The pigs breed late in the year, and it takes around 118 days to gestate. The sows give birth in the dry season early the following year, from January to March. Each litter can number two to four piglets each, who are breastfed for six months.

They have been rarely observed in the wild, but in captivity, they reach sexual maturity by one year to 14 months. It is likely, however, that they reach sexual maturity in the wild in two to three years. The Visayan warty pig’s lifespan is around 10 to 15 years.

As forest dwellers, they have an omnivorous diet: fruit, leaves, tubers, earthworms, and possibly other insects. They appear to have a role in dispersing the seeds of some plant species through their droppings, based on information from Ultimate Ungulate.

They are, however, known to enter agricultural zones and farms to plunder crops. As a result, farmers tend to view them as pests to be hunted, according to Wildscreen Arkive. [Here at Animal Scene, we challenge readers to look at animals as doing only what comes naturally to them, and that while some people look at some animals as pests, other animals also view people the same way. It’s a matter of perspective, one we hope becomes kinder the more we know. -Ed.]

Endangered

So far, Arkive.org notes around 41 individuals in the captive population. The website also states that the Philippines has the more species of wild pigs than any other nation. Like other conservation organizations, it also says that most of these are severely endangered due to habitat loss and hunting. This underscores the need for greater efforts at conserving biodiversity around the Visayan islands.

Hogging the conservation limelight

Less than a century ago, the Visayan warty pig ranged over the dense forests of six of the Visayan islands. These days, habitat loss and hunting have restricted its movements to just three islands: Panay, Negros, and to a lesser extent, Masbate. In 2008, the International Union for Conservation of Nature placed the pig on its Red List of Threatened Species; even with exact numbers of individuals living in the wild unavailable, the loss of 95 percent of their former range was enough to sound the alarm on its status. Also, they have been exposed to diseases through domestic pigs and by breeding hybrids with these domestic species.
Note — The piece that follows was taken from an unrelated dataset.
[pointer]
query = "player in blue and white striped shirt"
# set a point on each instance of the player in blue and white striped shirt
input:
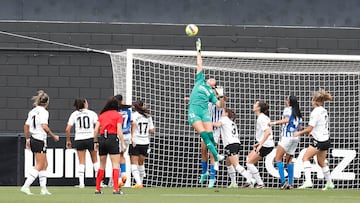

Some foreign organizations have stepped in to help with conservation efforts. The Rotterdam Zoo has taken to breeding the Negros warty pig, while Panay warty pigs are being bred at the San Diego Zoo. There are also other efforts from the Crocolandia Foundation, and the Negros Forests and Ecological Foundation, Inc.

The most recent news of a pig born in captivity comes from 2016, when a Visayan warty piglet was born at Newquay Zoo in Cornwall in February 2016 — it’s the largest zoo in Cornwall and also houses the Philippine spotted deer.

Other, older efforts come from the Visayan Warty Pig Conservation Program, established in 1991.

The program has the long-term aim of reintroducing the pigs into their former habitat, though it stands to reason these areas may need reforesting and restoration.

Local captive breeding and rescue centers can also be found in Negros in Siliman University, in addition to the Negros Forests and Ecological Foundation. The Philippine Biodiversity Conservation Foundation, Inc. (PBCFI) has included the warty pig in its programs. In 2015, Negros artists created some pillows in the shape of the warty pig to raise funds and awareness, according to a 2015 Facebook post by the PBCFI. Meanwhile, Panay’s College of Agriculture and Forestry has established another center.

This appeared in Animal Scene magazine’s February 2019 issue.